The long-dormant station acquisition scene jerked to life Sept. 8 when Sinclair shook things up with its $200 million acquisition of the seven Four Points Media stations from Cerberus Capital Management. When Sinclair executives addressed Wall Street on a conference call that afternoon, group brass and analysts alike noted how somnambulant the station M&A scene had been.
“I had to take out my playbook and dust it off to see what the protocol is for M&A calls,” said Wells Fargo analyst Bishop Cheen. “It’s been a while.”
So limp has the market been that the largest station deals of late include London Broadcasting grabbing KIII Corpus Christi (Texas) for $31 million last year and Nexstar acquiring WEHT Evansville (Ind.) for $18.5 million last month. The drought has been prolonged by the prodigious gap between would-be sellers and buyers, with everyone waiting for that first big deal to set the benchmark for valuations in an era where no one really knows what a TV station is worth anymore.
Throughout its call, Sinclair’s executive crew, including President/CEO David Smith and Executive VP/CFO David Amy, stressed that the deal represents a 6 ½-times-cash flow multiple for Sinclair—reflecting both a blended average of 2010 and 2011 revenue and the synergies brought on by Sinclair’s massive scale (the group owns or services 58 stations). Analysts pestered Sinclair’s leaders to explain exactly how they came up with that number, and what the seller’s idea of the multiple might be. The broadcast chiefs repeatedly demurred before Amy finally shed a little light. The deal was “certainly nowhere near a 6 ½ as far as what Cerberus is looking at when they’re selling,” Amy said.
Through a spokesperson, Cerberus declined to say what sort of multiple it agreed to sell the stations for. Wells Fargo Securities crunched the numbers to come up with its own figure. “We think it was 8-9X, which says a lot about how undervalued broadcast TV is, trading at 6.4X blended 2011/2012,” Wells Fargo said in its Sept. 8 report.
The seven stations include major players such as CBS affiliates KUTV Salt Lake City, which can make a case for having overtaken longtime No. 1 KSL in DMA No. 33; KEYE Austin (Texas); and stations affiliated with lesser networks. Sinclair likes the deal because it involves middle-market stations and capital city markets and complements the group’s existing portfolio, it said on the Sept. 8 call. But Salt Lake City and Austin both slid down in Nielsen’s recently announced annual DMA rankings, with Austin dropping from No. 44 to 47 in 2011-2012 while losing more than 20,000 TV households. The financial troubles in Providence, R.I., are well-documented.
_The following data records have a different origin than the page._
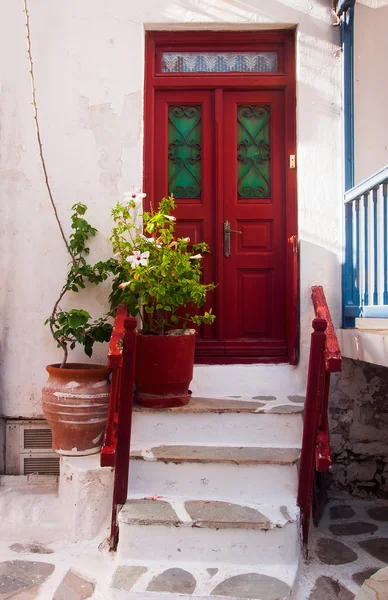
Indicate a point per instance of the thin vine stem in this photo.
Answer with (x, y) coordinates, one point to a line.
(37, 127)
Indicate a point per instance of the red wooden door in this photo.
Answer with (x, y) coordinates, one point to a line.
(254, 204)
(222, 153)
(194, 195)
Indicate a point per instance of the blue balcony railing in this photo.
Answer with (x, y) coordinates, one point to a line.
(365, 276)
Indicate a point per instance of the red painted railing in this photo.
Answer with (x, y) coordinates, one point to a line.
(117, 440)
(325, 358)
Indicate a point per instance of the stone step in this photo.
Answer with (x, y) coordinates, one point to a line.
(221, 421)
(213, 514)
(244, 546)
(226, 473)
(238, 455)
(152, 581)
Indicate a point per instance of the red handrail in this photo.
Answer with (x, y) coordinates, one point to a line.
(117, 440)
(325, 358)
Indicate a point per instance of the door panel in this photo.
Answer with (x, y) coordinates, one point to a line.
(222, 155)
(184, 166)
(254, 204)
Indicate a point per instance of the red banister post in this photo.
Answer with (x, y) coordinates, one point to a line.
(312, 413)
(124, 422)
(333, 358)
(127, 382)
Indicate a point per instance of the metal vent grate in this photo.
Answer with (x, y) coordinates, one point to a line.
(37, 438)
(41, 466)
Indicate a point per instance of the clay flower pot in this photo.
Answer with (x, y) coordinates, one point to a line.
(75, 405)
(164, 369)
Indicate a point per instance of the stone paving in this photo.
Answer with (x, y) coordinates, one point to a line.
(347, 553)
(348, 548)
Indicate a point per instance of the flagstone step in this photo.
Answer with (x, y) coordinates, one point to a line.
(213, 514)
(227, 473)
(258, 404)
(220, 421)
(222, 546)
(239, 455)
(152, 581)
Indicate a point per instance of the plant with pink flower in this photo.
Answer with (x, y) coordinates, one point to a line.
(157, 274)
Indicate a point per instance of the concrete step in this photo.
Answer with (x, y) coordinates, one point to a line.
(229, 473)
(171, 529)
(222, 421)
(147, 580)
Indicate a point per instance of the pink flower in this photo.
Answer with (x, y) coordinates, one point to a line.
(138, 259)
(134, 194)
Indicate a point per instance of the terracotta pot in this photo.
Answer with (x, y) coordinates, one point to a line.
(75, 404)
(164, 369)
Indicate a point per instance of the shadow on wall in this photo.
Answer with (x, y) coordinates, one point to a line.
(359, 430)
(249, 12)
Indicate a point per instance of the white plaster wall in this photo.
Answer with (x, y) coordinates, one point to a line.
(89, 81)
(371, 87)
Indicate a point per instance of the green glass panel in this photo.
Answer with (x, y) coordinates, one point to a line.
(184, 150)
(253, 151)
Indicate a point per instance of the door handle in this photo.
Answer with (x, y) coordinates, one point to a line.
(227, 232)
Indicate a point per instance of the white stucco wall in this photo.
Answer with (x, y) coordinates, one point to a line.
(371, 87)
(89, 82)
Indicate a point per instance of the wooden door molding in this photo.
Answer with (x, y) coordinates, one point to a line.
(215, 349)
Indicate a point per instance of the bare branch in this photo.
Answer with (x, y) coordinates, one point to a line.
(35, 108)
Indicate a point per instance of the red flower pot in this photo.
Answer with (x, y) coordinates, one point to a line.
(164, 370)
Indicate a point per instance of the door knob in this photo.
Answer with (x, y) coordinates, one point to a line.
(227, 232)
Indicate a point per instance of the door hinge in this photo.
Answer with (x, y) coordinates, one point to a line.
(294, 241)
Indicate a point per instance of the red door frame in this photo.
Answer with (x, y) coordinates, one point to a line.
(285, 79)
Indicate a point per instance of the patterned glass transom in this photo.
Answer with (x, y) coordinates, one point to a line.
(219, 62)
(184, 150)
(253, 151)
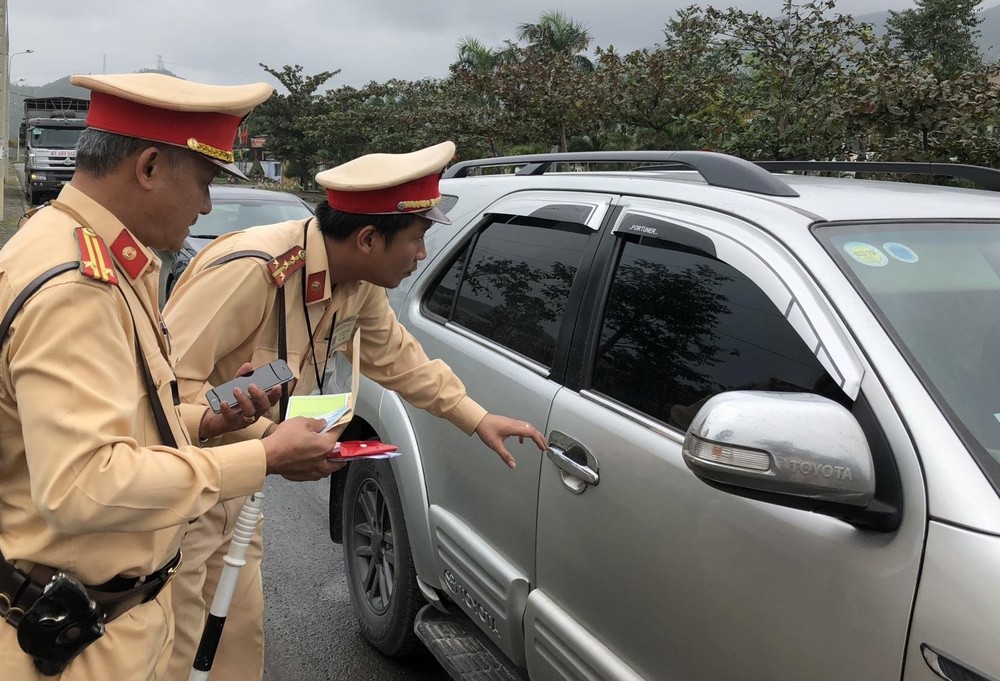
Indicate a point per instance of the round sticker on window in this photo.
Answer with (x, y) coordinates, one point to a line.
(900, 252)
(866, 254)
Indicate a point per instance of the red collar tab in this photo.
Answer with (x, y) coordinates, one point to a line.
(208, 133)
(315, 285)
(129, 254)
(286, 264)
(95, 261)
(410, 197)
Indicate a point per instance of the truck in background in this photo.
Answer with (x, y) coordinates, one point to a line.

The deal nonetheless seems to have goosed Sinclair’s stock price, as it rose from around $7 before the announcement to $7.80 at presstime.
Without greater clarity coming from Sinclair’s Baltimore base or Cerberus’ Park Avenue digs, the extraordinarily murky station valuation picture remains, to many, pretty hard to decipher. “I don’t know that I learned anything about what it means for the market,” said one analyst who asked not to be named. “Sinclair says it’s 6½X and others say it’s 10X, and you could drive a truck through a 6 to 10X. I don’t feel like it gives us much direction.”
The industry lacks benchmark valuations, especially given the large number of stations on the block. Deadlines for bids have come and gone at Freedom and, more recently, McGraw-Hill. Nexstar is seeking a buyer, too.
Sinclair, for one, is not out of the running for subsequent acquisitions. “I don’t know if we can duplicate [a] 6½ [multiple], but if we find other opportunities that make sense from a multiples standpoint,” said Amy on the call, “we’re not going to ignore those.”
Even if Sinclair–Four Points didn’t exactly cough up a clear valuation multiple, analysts and bankers see the $200 million pact as a positive development. “I don’t know if it really sets the pace, but it does tell a story,” said one. “The message is, confidence has returned to the market.”